The clothes lent the models an air of reliability and stability. The collection did not regress to some retro "Mad Men" vision of men as hunters, protectors and sauced womanizers, but it called to mind a man who looks in control -- of nature, the office, the home. In uncertain times, it can be jolting to see guys walking around like dandies, dolled up with feathers and other frippery. And now is not the time for bullies either. What is called for is reassurance.

That can come in a multitude of ways. It could be the old-time charm of plaid overcoats and cashmere, cable-knit grandpa cardigans from Loden Dager, a design collective. The simplicity of Loden Dager designs, which were presented Saturday night, make them utterly familiar but with just enough tweaking to convince customers that no, they really don't have a pair of cotton pants just like that.

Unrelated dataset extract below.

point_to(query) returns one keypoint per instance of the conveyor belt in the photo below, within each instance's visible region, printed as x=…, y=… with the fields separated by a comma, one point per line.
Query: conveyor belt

Sometimes it's nice to see a man in a youthful windbreaker, a fleece-lined bomber jacket or a softly tailored blazer that makes him look amiable and non-threatening. That's how designer Patrik Ervell, who presented his collection Saturday afternoon, sees men dressed this fall. But his vision would be even more reassuring if his models weren't so thin and frail that they left many in the audience wondering if these young men had been lured from an overcrowded job fair with the promise of a few hours of work and a crust of bread in payment. Are there men out there who want the physique of an emaciated 12-year-old? Heaven help them. And wasn't it, in part, the fact that so many men were acting like greedy and selfish preteens who'd gotten hold of their parents' credit cards that got the country into this financial mess in the first place? Surely the age of the boy-man has come to an end.

The time is right for a man in Calvin Klein's "gotham reflective two-button suit." He is more fulfilled than his 1950s counterpart who was dressed in gray flannel. The clothes that Calvin Klein designer Italo Zucchelli put on the runway Sunday afternoon gave the models a sleek, authoritative appearance. They looked unencumbered, virtually aerodynamic in their monochromatic attire. The colors were drawn from the hues of the city. It was an uncompromisingly urban collection. These clothes were proudly, exuberantly about business, about making money and taking control.

The suits did not evoke images of masters of the universe or fat cats. To describe any man in those terms today would be an insult. Zucchelli's lean and spare silhouettes evoked youthful vigor without disconcerting immaturity. The unadorned clothes were serious without being depressing. And his use of novel fabric technology, in which some jackets glimmered like a moonlit sky and others looked to be molded out of foam, spoke of innovation and daring.

Zucchelli made the subtle and optimistic case that, at the very least, the uniform of capitalism -- of bankers, Wall Streeters and corporate titans -- still has a future.